Virtual try-on (VITON) aims to generate realistic images of a person wearing a target garment, requiring precise garment alignment in try-on regions and faithful preservation of identity and background in non-try-on regions. While latent diffusion models (LDMs) have advanced alignment and detail synthesis, preserving non-try-on regions remains challenging. A common post-hoc strategy directly replaces these regions with original content, but abrupt transitions often produce boundary artifacts.
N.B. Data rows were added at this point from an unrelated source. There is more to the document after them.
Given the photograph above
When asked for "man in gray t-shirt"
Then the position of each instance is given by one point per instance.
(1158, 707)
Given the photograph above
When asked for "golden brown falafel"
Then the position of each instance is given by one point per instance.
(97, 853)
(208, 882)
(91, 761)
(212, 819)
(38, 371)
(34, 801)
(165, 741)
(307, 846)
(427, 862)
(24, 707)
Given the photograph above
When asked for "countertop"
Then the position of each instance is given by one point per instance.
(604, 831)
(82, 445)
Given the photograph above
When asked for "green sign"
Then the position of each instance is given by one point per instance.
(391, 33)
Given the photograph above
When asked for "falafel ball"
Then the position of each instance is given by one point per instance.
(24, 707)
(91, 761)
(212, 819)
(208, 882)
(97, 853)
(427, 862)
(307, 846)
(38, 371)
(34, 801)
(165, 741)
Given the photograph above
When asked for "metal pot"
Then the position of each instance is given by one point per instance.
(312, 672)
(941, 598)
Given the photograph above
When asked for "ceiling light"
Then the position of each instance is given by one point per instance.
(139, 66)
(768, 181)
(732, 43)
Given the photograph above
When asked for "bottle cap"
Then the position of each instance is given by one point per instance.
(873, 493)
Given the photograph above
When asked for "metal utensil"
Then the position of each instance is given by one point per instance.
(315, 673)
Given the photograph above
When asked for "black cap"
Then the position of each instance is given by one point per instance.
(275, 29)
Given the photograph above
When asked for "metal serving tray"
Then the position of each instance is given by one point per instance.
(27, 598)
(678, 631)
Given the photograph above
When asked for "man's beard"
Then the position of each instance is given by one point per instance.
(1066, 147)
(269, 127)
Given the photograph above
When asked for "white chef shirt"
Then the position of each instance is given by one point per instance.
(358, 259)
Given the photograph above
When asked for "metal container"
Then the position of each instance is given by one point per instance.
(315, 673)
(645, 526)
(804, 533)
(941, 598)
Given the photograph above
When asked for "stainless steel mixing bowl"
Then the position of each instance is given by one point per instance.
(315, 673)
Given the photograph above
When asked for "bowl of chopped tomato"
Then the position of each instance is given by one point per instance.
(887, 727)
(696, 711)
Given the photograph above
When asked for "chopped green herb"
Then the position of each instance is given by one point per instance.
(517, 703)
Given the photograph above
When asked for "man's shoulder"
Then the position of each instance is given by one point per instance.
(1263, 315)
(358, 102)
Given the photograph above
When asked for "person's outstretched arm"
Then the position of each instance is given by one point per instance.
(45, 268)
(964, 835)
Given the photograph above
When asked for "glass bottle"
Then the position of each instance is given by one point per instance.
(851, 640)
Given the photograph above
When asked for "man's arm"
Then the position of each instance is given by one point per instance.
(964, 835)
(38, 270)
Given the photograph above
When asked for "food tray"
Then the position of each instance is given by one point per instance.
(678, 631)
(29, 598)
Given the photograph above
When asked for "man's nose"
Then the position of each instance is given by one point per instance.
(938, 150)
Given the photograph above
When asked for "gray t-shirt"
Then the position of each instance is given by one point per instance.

To overcome this, we reformulate VITON as a linear inverse problem and adopt trajectory-aligned solvers that progressively enforce measurement consistency, reducing abrupt changes in non-try-on regions. However, existing solvers still suffer from semantic drift during generation, leading to artifacts. We propose ART-VITON, a measurement-guided diffusion framework that ensures measurement adherence while maintaining artifact-free synthesis. Our method integrates residual prior-based initialization to mitigate training-inference mismatch and artifact-free measurement-guided sampling that combines data consistency, frequency-level correction, and periodic standard denoising. Experiments on VITON-HD, DressCode, and SHHQ-1.0 demonstrate that ART-VITON effectively preserves identity and background, eliminates boundary artifacts, and consistently improves visual fidelity and robustness over state-of-the-art baselines.